New Film Stirs Memories of Judy

New Film Stirs Memories of Judy

By Carleton Varney- Special to The Palm Beach Daily News

In the 1960s as a young decorator in New York office of Dorothy Draper & Co., I had the opportunity to decorate an apartment for the late, great Judy Garland. It was a hotel apartment in Manhattan on the 18th floor on East 52nd Street.

It just happens that at the time, we also were engaged in designing an apartment in the same building — but on the 15th floor — for another star, Broadway legend Ethel Merman. When I think back to the contrast in personalities and decorating wishes of the two ladies I can only say: Vive la différence. But more about that in a moment.

I was excited recently to see the new Renée Zellweger film “Judy” — and what a great evening it was. Zellweger is more than superb in the role as the iconic actress and singer, and I recommend the film heartily. As you may know, it tells the story of one of America’s major talents, from her birth to her girlhood, when she is used for financial gain by her mother, and on to her years at the MGM studio, run by Louis B. Mayer, a man not likely to go down in history as a nice guy.

Zellweger should be nominated — and win — the Academy Award for her poignant portrayal of the “Over the Rainbow” star. Her look is right on. It’s amazing what Hollywood makeup artists and hairstylists can do. Watching Zellweger, I couldn’t help but think of Judy and the decoration of her Manhattan apartment way back when.

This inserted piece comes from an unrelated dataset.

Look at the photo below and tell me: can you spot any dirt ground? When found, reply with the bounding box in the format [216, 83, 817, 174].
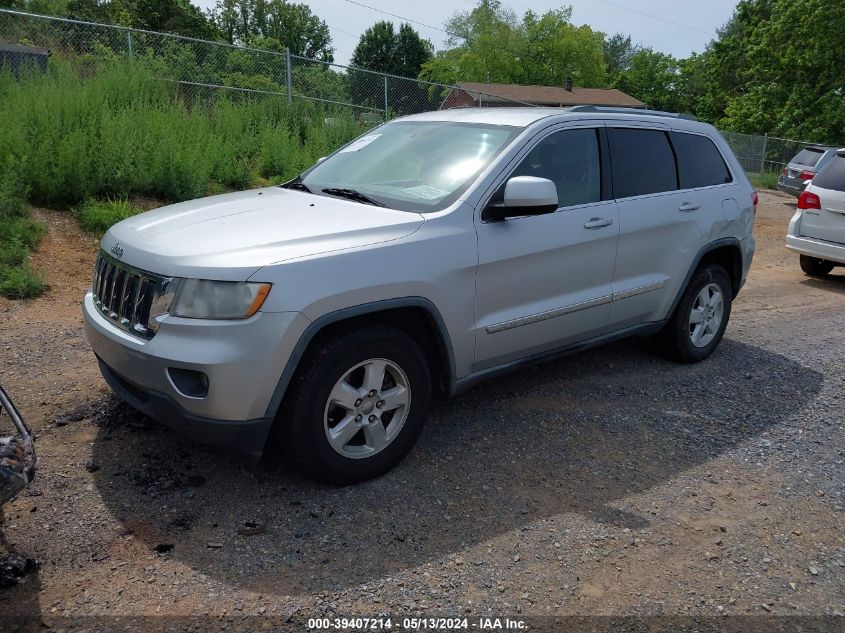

While Miss Merman wanted sparkly red, white and blue in her homes (I decorated three for her), Miss Garland was more sedate, preferring sunshine yellow walls, white trim and carpeting of spring green. (Entertainer Tony Cointreau visited both stars in their apartments and describes his visits in his book from a few years past, “Ethel Merman, Mother Teresa ... and Me: My Improbable Journey from Châteaux in France to the Slums of Calcutta.” If you’re looking for a good read, I recommend it.)

The first time I met Judy, she was in a white terrycloth robe and sans makeup. It was an early morning, perhaps 10 o’clock, introductory meeting in her hotel suite and a meeting I shall always remember. How could I forget? Meeting a woman sans makeup was unusual, to say the least.

If you remember back when “Valley of the Dolls” came out as a movie, the two leading roles were widely seen as being based on the personalities of Judy and Ethel. The Judy role was played by Patty Duke and the Ethel one by Susan Hayward — and what a contrast between the two. Ethel was a big personality and way out there, while Judy was far more internal, an inward-looking woman with many desires for love. The movie, of course, was based on the bestseller by the late Jacqueline Susann. She was a friend of Miss Merman — or was, until she lost that friendship, for good reasons.

I think of the many film versions of “A Star is Born.” Judy performed the leading role in the first remake, in 1954. I have seen all the versions — Janet Gaynor, Barbara Streisand and Lady Gaga also played the lead. Maybe I am just single-minded, but of all four leading ladies, my favorite was Judy. After you see Zellweger’s performance in “Judy,” I hope you can go back to the Hollywood archives and watch Judy’s version of “A Star is Born.” It’s magical.

I also recall Miss Garland’s memorable performance in 1950′s “Summer Stock,” when she sang those iconic lyrics: “Shout hallelujah, come on, get happy!” She could very well have been singing about the yellow walls we chose for her Manhattan apartment. It’s such a happy color, and one that you might consider for a starring role in your own home.


  • Wendy on

    Fascinating article – I really enjoyed reading it ! How wonderful to have known these ladies AND decorated their homes – was trying to picture New York back in those days !! So exciting !! Thank you for a really interesting read- I can just picture the wonderful colors in Miss Garlands home !!!

  • H. Spencer Kipe on

    I love you comments about the personalities
    of Judy and Ethel..
    We love your fabrics and pillows..We
    also love 18th century furniture. We
    remember the fabrics you provided for
    Kindel’s National Trust collection which
    we sold at our furniture store (Valley Furniture
    Sop) in New Jersey. Those fabrics were
    flamboyant and particularly spectacular on
    the Varney tight backed sofa we displayed.
    Many reorders came in beautiful damasks!